Developer of Ocean Rift. Follow me on Twitter @sfaok

drash
Heroic Explorer
@sfaok, it seems to be working for me. (However, see my edit at the bottom of the post.) I set the clock speeds much lower (to the same values you did), observed a corresponding drop in performance for the duration of my app session (along with stable temps), and then checked the logs. No ThemalEngine complaints or actions taken to raise or lower clock speeds.

In the log, I did notice that the OVRModeParms.Awake() clearly took place before OVR initialization:
W/OVR_Plugin( 6452): OVR_VrModeParms_SetCpuMhz(): CpuMhz 880
W/OVR_Plugin( 6452): OVR_VrModeParms_SetGpuMhz(): GpuMhz 389
W/OVR_Plugin( 6452): OVR_TW_SetMinimumVsyncs() 1
.
.
.
W/OVR_Plugin( 6452): OVR_InitRenderThread()
W/OVR_Plugin( 6452): Calling ovr_Initialize()
W/OVR_Plugin( 6452): ovrHMD_Detect() = 1
W/OVR_Plugin( 6452): ovrHMD_Create(0) = 0x7af9fbe0
W/OVR_Plugin( 6452): Mode Parms CpuMhz 880 GpuMhz 389

So I'm wondering if your OVRModeParms.Awake() is taking place too late?

EDIT: I just ran through my app again with CPU Mhz = 1728, and once it hit 91 C, it set the CPU to.... "2265600"... Khz? If that's indeed Khz then I see your complaint -- why would it kick it up from 1.7 Ghz to 2.2 Ghz at the first sign of high temps? I tried searching around for confirmation of what the units actually are, but couldn't nail it down.
  • Titans of Space PLUS for Quest is now available on DrashVR.com

sfaok
Protege
@drash OVRModeParms.Awake() takes place before OVR Init in mine too.

I do see a modest drop in performance I think:

No underclocking - 59-60fps
CpuMhz(880) GpuMhz(389)- 56-60fps

However shouldn't the FPS be lower than this at these "power save" frequencies? I'm still hitting temps of 90000mC and throttling 15 minutes in, with the GPU in the 3ms-6ms range. If my app can still reach 56-60fps at full underclock, why is it overheating so quick? Or is this normal?

(edited with more recent findings)

Another thing is that the thermal throttling steps up and down through the frequencies :


ThermalEngine(430): ACTION: CPU - Setting CPU[0] to 2265600
ThermalEngine(430): ACTION: CPU - Setting CPU[0] to 1958400
ThermalEngine(430): ACTION: CPU - Setting CPU[0] to 1728000
ThermalEngine(430): ACTION: CPU - Setting CPU[0] to 1574400
ThermalEngine(430): ACTION: CPU - Setting CPU[0] to 1497600
ThermalEngine(430): ACTION: CPU - Setting CPU[0] to 1574400
ThermalEngine(430): ACTION: CPU - Setting CPU[1] to 1728000
ThermalEngine(430): ACTION: CPU - Setting CPU[0] to 1958400
ThermalEngine(430): ACTION: CPU - Setting CPU[0] to 2265600


This is the first occurrence of throttling from a CpuMhz(880) GpuMhz(389) run - if I set the initial frequency to 883200 what is it doing starting underclocks from 2265600? :?
Developer of Ocean Rift. Follow me on Twitter @sfaok

johnc
Honored Guest
The values that we set are the locked MINIMUM clock rates. The system can still choose to ramp them up under some opaque internal algorithm, so turning them down won't necessarily make your app run slower at a steady state. It will start out slower, but it may ramp back up to nearly the same values.

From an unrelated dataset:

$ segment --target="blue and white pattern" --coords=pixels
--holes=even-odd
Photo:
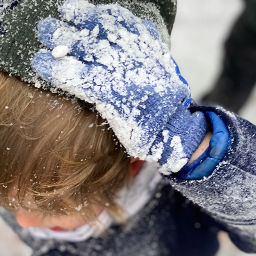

To a first approximation, lowering these values only optimizes an application that doesn't use all the available power, rather than forcing applications to consume less resources.

If you look in App.cpp CreateSchedulingReport(), there is code that reads what the current clocks actually are, rather than what you have requested. We should probably add a trivial form of this to the once-a-second fps log report.

If the CPU clocks are going up that high, the problems are not GPU related, so dropping the GPU clocks more likely won't help. If you don't know of any ways to make a big difference in your app's CPU efficiency, the only big hammers at your disposal are monoscopic rendering or 30 hz rendering with minimumVsyncs 2.

We do intend to have a visible popup icon when the clocks are pushed down below the minimums so users know that they should probably quit soon, since performance will be erratic. While we would like all apps to be able to run steady state, there may be some justifiable cases where it just isn't possible.